Egli si sentiva grosso, pesante, peloso, a confronto di questa soave straniera. Si sedette in una delle profonde, morbide poltrone. Anche Keng si sedette, ma nel sedersi fece una smorfia. — Ho mal di schiena — disse, — a forza di sedere in queste poltrone troppo comode! — E Shevek comprese in quel momento che non era una donna di trent’anni o meno, come egli aveva pensato, ma che doveva avere sessant’anni o più; la pelle liscia e il fisico infantile l’avevano tratto in inganno. — A casa — continuò la donna, — sediamo prevalentemente su cuscini appoggiati in terra. Ma se lo facessi qui, dovrei alzare ancora di più la testa per parlare con le persone. Voi Cetiani siete così alti!… C’è un piccolo problema. Cioè, non siamo proprio noi ad averlo, ma il governo dell’A-Io. La sua gente di Anarres, le persone che mantengono comunicazione radio con Urras, sa, ha chiesto di parlare urgentemente con lei. E il Governo Iotico è imbarazzato. — Sorrise: un sorriso di puro divertimento. — Non sa cosa rispondere.

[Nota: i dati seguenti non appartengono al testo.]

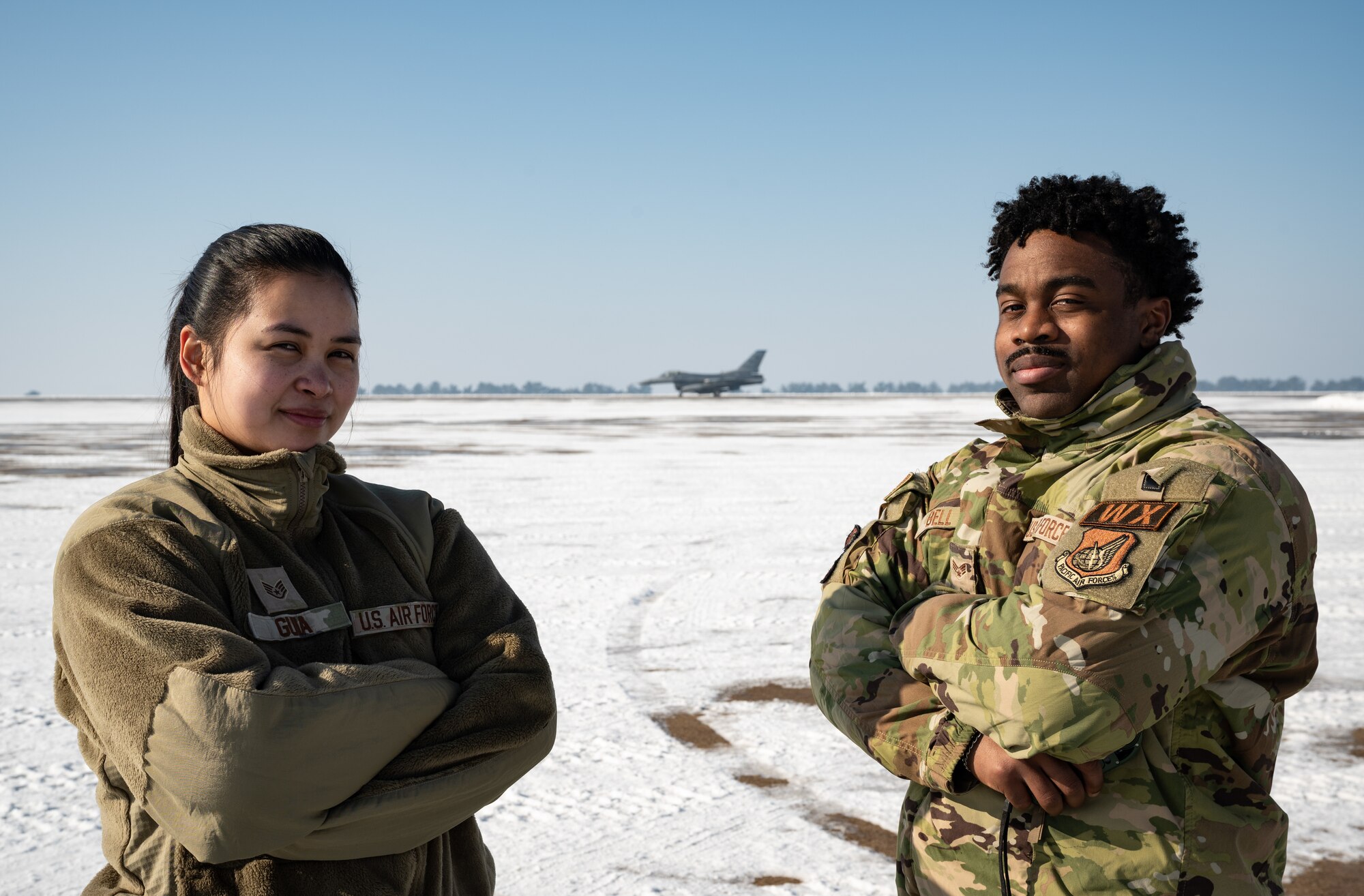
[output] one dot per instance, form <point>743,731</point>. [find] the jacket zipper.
<point>303,494</point>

Era calma. Era calma come una pietra levigata dall’acqua che, a contemplarla, ti calma. Shevek si appoggiò allo schienale e lasciò passare un tempo molto considerevole prima di rispondere.

— Il Governo Iotico sa che sono qui?

— Be’, non ufficialmente. Noi non abbiamo detto nulla, e loro non hanno fatto domande. Ma molti impiegati e segretarie iotici lavorano qui nell’Ambasciata. Perciò, naturalmente, lo sanno.

— È per voi un pericolo… il fatto che io stia qui?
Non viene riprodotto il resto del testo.